Elle détestait sa façon de s’exprimer face à elle. Il la prenait pour une idiote, un être incapable de comprendre son discours – même sa nurse, miss Benson, ne s’adressait pas à elle d’un ton aussi condescendant. Ce soir cependant, il n’y avait pas le moindre risque qu’il l’interpelle. Concentré sur sa conversation, il la dédaignait avec superbe…

Aurore renifla. Lorsqu’elle l’avait entendu proposer une promenade à Mère, elle s’était empressée de leur emboîter le pas, heureuse de sortir du manoir et, surtout, d’échapper un instant à Nigel. Son séjour était à peine entamé, pourtant, elle ne supportait déjà plus la compagnie du pupille de son oncle. Parce qu’il était plus âgé, Nigel se croyait autorisé à se moquer d’elle à longueur de journée.
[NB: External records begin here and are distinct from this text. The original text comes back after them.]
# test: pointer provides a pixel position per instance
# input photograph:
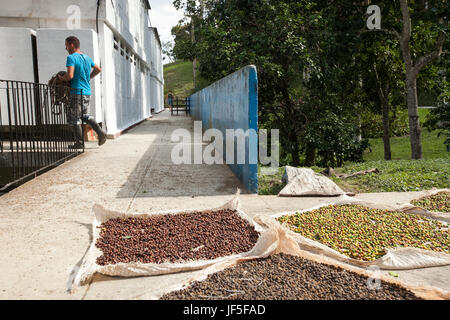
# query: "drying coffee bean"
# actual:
(286, 277)
(175, 238)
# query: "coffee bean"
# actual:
(182, 237)
(286, 277)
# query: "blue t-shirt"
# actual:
(82, 75)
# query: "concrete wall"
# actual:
(52, 57)
(232, 103)
(126, 93)
(16, 63)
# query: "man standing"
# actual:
(80, 70)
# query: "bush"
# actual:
(372, 124)
(336, 141)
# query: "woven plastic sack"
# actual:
(395, 258)
(89, 266)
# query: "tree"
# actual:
(421, 43)
(167, 49)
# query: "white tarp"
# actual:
(305, 182)
(89, 266)
(394, 259)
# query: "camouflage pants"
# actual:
(78, 109)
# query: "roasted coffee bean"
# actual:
(175, 238)
(286, 277)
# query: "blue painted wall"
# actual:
(232, 103)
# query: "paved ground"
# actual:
(45, 225)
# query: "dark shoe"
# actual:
(101, 139)
(99, 131)
(76, 145)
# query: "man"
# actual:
(80, 70)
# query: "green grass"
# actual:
(394, 176)
(397, 175)
(178, 77)
(433, 147)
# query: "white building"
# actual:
(118, 36)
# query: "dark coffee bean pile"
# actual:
(286, 277)
(175, 238)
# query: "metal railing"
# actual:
(34, 133)
(179, 105)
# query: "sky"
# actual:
(164, 16)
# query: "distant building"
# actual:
(117, 34)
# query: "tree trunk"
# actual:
(295, 153)
(383, 95)
(194, 63)
(386, 131)
(413, 115)
(310, 155)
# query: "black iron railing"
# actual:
(179, 105)
(34, 133)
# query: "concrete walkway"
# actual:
(45, 225)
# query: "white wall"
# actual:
(16, 58)
(127, 94)
(52, 57)
(16, 63)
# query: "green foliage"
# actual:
(335, 140)
(270, 184)
(433, 147)
(178, 79)
(319, 53)
(397, 175)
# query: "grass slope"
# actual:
(400, 174)
(178, 77)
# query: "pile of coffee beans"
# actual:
(363, 233)
(286, 277)
(175, 238)
(439, 202)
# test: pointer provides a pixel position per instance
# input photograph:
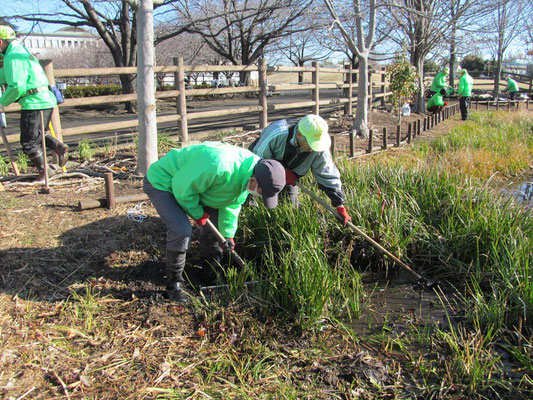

Il ne se lassait pas de l’insulter de bébé ou de lui répéter à quel point elle était une fille bête. Aurore l’évitait comme la peste !

Elle soupira sans que Mère ne lui accorde d’attention et s’en attrista. Ennuyeuse, la balade s’éternisait ; ils n’avaient pas quitté le domaine, se contentant de suivre les chemins de terre… Au moins, le soir tombait et elle avait moins chaud – les deux adultes avançaient à pas si lents qu’elle aurait grillé sur place si la sortie avait eu lieu dans l’après-midi.

Aurore était persuadée qu’il existait un pacte entre les grandes personnes, une sorte de contrat qui leur interdisait de s’amuser. Une grimace de dégoût lui échappa. Plus tard, si on lui demandait de signer un tel papier, elle refuserait. Il était hors de question qu’elle renonce au droit de rire. Il fallait être fou pour le désirer !

Elle tenta d’écouter la conversation de ses proches, mais ne parvint pas à s’y intéresser. Ils parlaient si bas qu’elle ne saisissait qu’un mot sur trois.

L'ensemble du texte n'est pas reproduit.